CHRT's analysis found that the use of elective angioplasties (procedures classified as elective because they were performed to treat stable coronary artery disease, not heart attack or other immediately life-threatening conditions) appears to be one important factor in the variation in PCI use across HRRs. Areas of the state with lower procedure rates had a lower percentage of elective procedures; areas with higher procedure rates had a higher percentage of elective procedures. Rates of elective angioplasty ranged from 18.8 percent in the Muskegon HRR to 55.4 percent in the St. Joseph HRR. (NOTE: To compare your geographic area with others in Michigan, see graph on p. 3)
Marianne Udow-Phillips, CHRT's director, notes that this study provides an opportunity for more discussion between clinicians and patients. "Angioplasty and bypass are higher-risk, higher-cost options for treating stable heart disease than medical treatment," says Udow-Phillips. "We would hope that clinicians in communities with high rates of elective procedures would come together to look at the reasons behind those higher rates, and would discuss treatment options with their patients."
The report explores a range of possible explanations for regional variation in rates of cardiac procedures, including the supply of clinicians and catheterization labs, heart attack rates and cardiac risk factors (obesity and smoking), and cardiac mortality rates for each region.

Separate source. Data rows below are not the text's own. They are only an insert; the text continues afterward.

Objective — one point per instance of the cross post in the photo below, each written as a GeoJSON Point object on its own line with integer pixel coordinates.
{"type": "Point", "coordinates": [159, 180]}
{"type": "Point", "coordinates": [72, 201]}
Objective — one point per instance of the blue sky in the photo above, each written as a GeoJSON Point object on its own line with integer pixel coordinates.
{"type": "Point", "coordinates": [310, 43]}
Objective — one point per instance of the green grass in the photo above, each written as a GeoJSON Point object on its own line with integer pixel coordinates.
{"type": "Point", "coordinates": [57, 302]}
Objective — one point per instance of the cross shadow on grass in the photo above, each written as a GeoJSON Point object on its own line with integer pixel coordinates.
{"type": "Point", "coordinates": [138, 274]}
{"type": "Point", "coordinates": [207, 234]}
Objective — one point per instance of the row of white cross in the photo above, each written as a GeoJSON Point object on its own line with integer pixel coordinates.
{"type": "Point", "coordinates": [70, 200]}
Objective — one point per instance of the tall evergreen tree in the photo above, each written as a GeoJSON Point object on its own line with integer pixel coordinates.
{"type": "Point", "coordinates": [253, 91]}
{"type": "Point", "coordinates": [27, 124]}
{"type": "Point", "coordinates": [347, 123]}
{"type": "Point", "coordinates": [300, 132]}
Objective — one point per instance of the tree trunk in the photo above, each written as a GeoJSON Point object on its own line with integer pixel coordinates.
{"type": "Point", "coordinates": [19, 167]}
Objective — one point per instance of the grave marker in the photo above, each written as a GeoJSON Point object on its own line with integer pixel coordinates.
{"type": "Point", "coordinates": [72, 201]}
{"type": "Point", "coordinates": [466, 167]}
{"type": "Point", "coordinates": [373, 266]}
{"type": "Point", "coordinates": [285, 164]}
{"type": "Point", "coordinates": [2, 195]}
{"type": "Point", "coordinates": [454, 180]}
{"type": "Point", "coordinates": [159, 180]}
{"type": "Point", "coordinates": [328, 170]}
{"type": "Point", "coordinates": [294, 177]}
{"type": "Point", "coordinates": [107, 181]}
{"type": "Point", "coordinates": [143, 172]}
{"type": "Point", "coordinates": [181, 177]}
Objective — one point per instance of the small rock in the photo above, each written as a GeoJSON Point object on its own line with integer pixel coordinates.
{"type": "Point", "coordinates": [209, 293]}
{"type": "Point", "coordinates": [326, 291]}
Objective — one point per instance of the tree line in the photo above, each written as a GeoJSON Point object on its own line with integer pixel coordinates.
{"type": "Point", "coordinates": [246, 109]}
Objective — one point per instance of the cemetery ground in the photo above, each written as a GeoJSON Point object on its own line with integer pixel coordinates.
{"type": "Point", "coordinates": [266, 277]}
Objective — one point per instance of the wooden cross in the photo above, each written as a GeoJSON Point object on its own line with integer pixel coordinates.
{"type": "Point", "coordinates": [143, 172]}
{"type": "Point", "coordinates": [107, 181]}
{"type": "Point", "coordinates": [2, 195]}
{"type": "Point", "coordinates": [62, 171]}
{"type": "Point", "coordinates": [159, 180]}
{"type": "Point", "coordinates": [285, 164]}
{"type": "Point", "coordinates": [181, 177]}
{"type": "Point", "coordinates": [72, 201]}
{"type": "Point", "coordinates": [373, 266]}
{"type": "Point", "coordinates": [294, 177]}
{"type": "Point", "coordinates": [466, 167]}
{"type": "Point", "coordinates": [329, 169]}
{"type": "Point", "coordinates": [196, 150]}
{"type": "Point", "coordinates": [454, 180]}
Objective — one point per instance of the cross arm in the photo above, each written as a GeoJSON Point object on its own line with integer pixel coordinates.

The report found:
Overall death due to cardiac disease declined 17 percent in Michigan between 1997 and 2008. With overall cardiac intervention rates also declining by 19 percent, CHRT's analysis suggests that declines in cardiac death rates could be attributed to more effective medical and surgical management of heart disease, along with lifestyle changes that prevent the onset of cardiovascular disease.
"This information is very helpful for us at Blue Cross, as we continue to collaborate with physicians and hospitals across the state to look at ways to improve the safety and quality of cardiac care," says Thomas L. Simmer, M.D., senior vice president, Health Care Value and chief medical officer at Blue Cross Blue Shield of Michigan. "We believe we can associate the lower cardiac death rate and overall intervention rates in this study to the work of our cardiovascular consortium, a partnership with Michigan hospitals that perform heart surgery. This initiative has resulted in more appropriate, and safer, heart disease treatment in the state."
For patients, Udow-Phillips recommends gathering more information and asking more questions before undergoing an elective surgical procedure. "Nothing can substitute for a patient's active, informed participation in decisions about their own care."